I couldn't figure out a way to get closer to exactly what you want (i.e., factor the Ryz*Rzy - 1 out of the remaining terms).
I am currently dealing with functions of more than one variable and need to collect like terms in an attempt to simplify an expression.
Say the expression is written as follows:
x = sympy.Symbol('x')
y = sympy.Symbol('y')
k = sympy.Symbol('k')
a = sympy.Symbol('a')
z = k*(y**2*(a + x) + (a + x)**3/3) - k((2*k*y*(a + x)*(n - 1)*(-k*(y**2*(-a + x) + (-a + x)**3/3) + k*(y**2*(a + x) + (a + x)**3/3)) + y)**2*(-a + k*(n - 1)*(y**2 + (a + x)**2)*(-k*(y**2*(-a + x)))))
zEx = z.expand()
print type(z)
print type(zEx)
EDIT: Formatting to add clarity and changed the expression z to make the problem easier to understand.
Say z contains so many terms, that sifting through them by eye. and selecting the appropriate terms, would take an unsatisfactory amount of time.
I want to collect all of the terms which are ONLY a multiple of a**1. I do not care for quadratic or higher powers of a, and I do not care for terms which do not contain a.
The type of z and zEx return the following:
print type(z)
print type(zEx)
>>>
<class 'sympy.core.add.Add'>
<class 'sympy.core.mul.Mul'>
Does anyone know how I can collect the terms which are a multiple of a , not a^0 or a^2?
tl'dr
Where z(x,y) with constants a and k described by z and zEx and their type(): How can one remove all non-a terms from z AND remove all quadratic or higher terms of a from the expression?
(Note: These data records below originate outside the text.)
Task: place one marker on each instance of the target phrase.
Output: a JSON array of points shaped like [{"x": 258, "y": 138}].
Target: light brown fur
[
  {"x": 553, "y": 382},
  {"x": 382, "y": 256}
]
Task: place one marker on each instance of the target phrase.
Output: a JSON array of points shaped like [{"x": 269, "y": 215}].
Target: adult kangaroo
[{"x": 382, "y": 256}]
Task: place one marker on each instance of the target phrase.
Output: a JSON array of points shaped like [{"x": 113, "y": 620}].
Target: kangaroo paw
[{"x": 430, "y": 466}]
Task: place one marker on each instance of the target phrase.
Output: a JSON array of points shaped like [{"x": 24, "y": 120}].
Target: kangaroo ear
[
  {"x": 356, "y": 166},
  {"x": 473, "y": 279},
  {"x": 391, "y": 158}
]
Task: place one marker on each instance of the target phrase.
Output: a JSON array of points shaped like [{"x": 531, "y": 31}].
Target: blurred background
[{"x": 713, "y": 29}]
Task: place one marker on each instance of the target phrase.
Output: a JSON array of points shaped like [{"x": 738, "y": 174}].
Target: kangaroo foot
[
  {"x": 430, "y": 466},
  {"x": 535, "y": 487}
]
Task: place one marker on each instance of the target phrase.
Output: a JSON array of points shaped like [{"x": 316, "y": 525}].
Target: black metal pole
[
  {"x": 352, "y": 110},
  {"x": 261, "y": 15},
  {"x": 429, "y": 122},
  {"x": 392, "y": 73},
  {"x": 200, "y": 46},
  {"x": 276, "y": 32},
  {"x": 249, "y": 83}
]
Such that what is left is only the terms which contain a unity power of a.
In addition to the other answers given, you can also use collect as a dictionary.
print(collect(zEx,a,evaluate=False)[a])
yields the expression
k*x**2 + k*y**2
In the end it is just an one-liner. #asmeurer brought me on the right track (check the comments below this post). Here is the code; explanations can be found below:
from sympy import *
from sympy.parsing.sympy_parser import parse_expr
import sys
x, y, k, a = symbols('x y k a')
# modified string: I added a few terms
z = x*(k*a**9) + (k**1)*x**2 - k*a**8 + y*x*(k**2) + y*(x**2)*k**3 + x*(k*a**1) - k*a**3 + y*a**5
zmod = Add(*[argi for argi in z.args if argi.has(a)])
Then zmod is
a**9*k*x - a**8*k + a**5*y - a**3*k + a*k*x
So let's look at this more carefully:
z.args
is just a collection of all individual terms in your expression (please note, that also the sign is parsed which makes things easier):
(k*x**2, a**5*y, -a**3*k, -a**8*k, a*k*x, a**9*k*x, k**2*x*y, k**3*x**2*y)
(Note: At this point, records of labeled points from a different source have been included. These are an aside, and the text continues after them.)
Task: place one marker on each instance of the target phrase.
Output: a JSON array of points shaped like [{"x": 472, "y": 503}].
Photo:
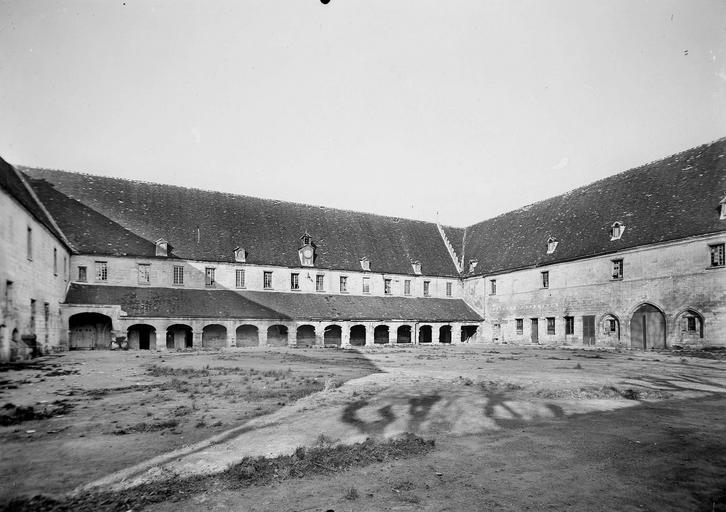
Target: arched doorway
[
  {"x": 403, "y": 334},
  {"x": 445, "y": 334},
  {"x": 358, "y": 335},
  {"x": 380, "y": 335},
  {"x": 333, "y": 335},
  {"x": 306, "y": 336},
  {"x": 141, "y": 337},
  {"x": 214, "y": 336},
  {"x": 247, "y": 336},
  {"x": 179, "y": 336},
  {"x": 647, "y": 328},
  {"x": 425, "y": 334},
  {"x": 89, "y": 331},
  {"x": 277, "y": 336}
]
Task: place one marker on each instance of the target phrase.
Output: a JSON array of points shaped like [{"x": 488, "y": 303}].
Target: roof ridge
[{"x": 228, "y": 194}]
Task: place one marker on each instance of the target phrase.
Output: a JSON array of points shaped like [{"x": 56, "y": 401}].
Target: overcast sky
[{"x": 468, "y": 108}]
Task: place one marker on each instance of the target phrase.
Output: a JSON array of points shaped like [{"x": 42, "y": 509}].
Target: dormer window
[
  {"x": 162, "y": 247},
  {"x": 551, "y": 245},
  {"x": 616, "y": 230},
  {"x": 416, "y": 265},
  {"x": 307, "y": 251}
]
In the list comprehension you then select all the terms that contain an a using the function has. All these terms can then be glued back together using Add which gives you the desired output.
EDIT
The above returns all all the expressions that contain an a. If you only want to filter out the expressions that contain a with unity power, you can use collect and Mul:
from sympy import *
from sympy.parsing.sympy_parser import parse_expr
import sys
x, y, k, a = symbols('x y k a')
z2 = x**2*(k*a**1) + (k**1)*x**2 - k*a**8 + y*x*(k**2) + y*(x**2)*k**3 + x*k*a - k*a**3 + y*a**1
zc = collect(z2, a, evaluate=False)
zmod2 = Mul(zc[a], a)
then zmod2 is
a*(k*x**2 + k*x + y)
and zmod2.expand()
a*k*x**2 + a*k*x + a*y
which is correct.
With the updated z you provide I run:
z3 = k*(y**2*(a + x) + (a + x)**3/3) - k((2*k*y*(a + x)*(n - 1)*(-k*(y**2*(-a + x) + (-a + x)**3/3) + k*(y**2*(a + x) + (a + x)**3/3)) + y)**2*(-a + k*(n - 1)*(y**2 + (a + x)**2)*(-k*(y**2*(-a + x)))))
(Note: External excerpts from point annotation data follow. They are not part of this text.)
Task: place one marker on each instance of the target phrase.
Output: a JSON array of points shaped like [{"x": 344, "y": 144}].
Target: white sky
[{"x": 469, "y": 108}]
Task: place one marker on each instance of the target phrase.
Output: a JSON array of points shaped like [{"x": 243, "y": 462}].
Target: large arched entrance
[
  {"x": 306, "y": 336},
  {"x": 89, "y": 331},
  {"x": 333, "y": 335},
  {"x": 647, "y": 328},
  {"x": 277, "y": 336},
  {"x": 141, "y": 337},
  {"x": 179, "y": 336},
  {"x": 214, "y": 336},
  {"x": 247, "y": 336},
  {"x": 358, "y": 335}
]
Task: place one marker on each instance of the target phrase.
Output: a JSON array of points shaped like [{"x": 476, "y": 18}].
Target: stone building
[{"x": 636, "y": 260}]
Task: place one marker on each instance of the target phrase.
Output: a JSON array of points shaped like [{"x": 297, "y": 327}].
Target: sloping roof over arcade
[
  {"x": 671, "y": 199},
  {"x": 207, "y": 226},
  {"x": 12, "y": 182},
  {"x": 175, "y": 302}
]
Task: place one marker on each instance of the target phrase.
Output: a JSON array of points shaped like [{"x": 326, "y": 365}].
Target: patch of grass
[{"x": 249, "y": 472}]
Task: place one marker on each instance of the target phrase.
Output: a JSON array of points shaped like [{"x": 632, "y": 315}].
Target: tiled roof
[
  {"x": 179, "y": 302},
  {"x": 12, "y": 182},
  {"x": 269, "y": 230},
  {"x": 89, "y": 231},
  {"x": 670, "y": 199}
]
zc3 = collect(z3.expand(), a, evaluate=False)
zmod3 = Mul(zc3[a], a)
and then obtain for zmod3.expand():
a*k*x**2 + a*k*y**2
Is this the result you were looking for?
PS: Thanks to #asmeurer for all these helpful comments!
To iterate over the terms of an expression use expr.args.
I'm unclear what a is supposed to be, but the collect function may do what you want.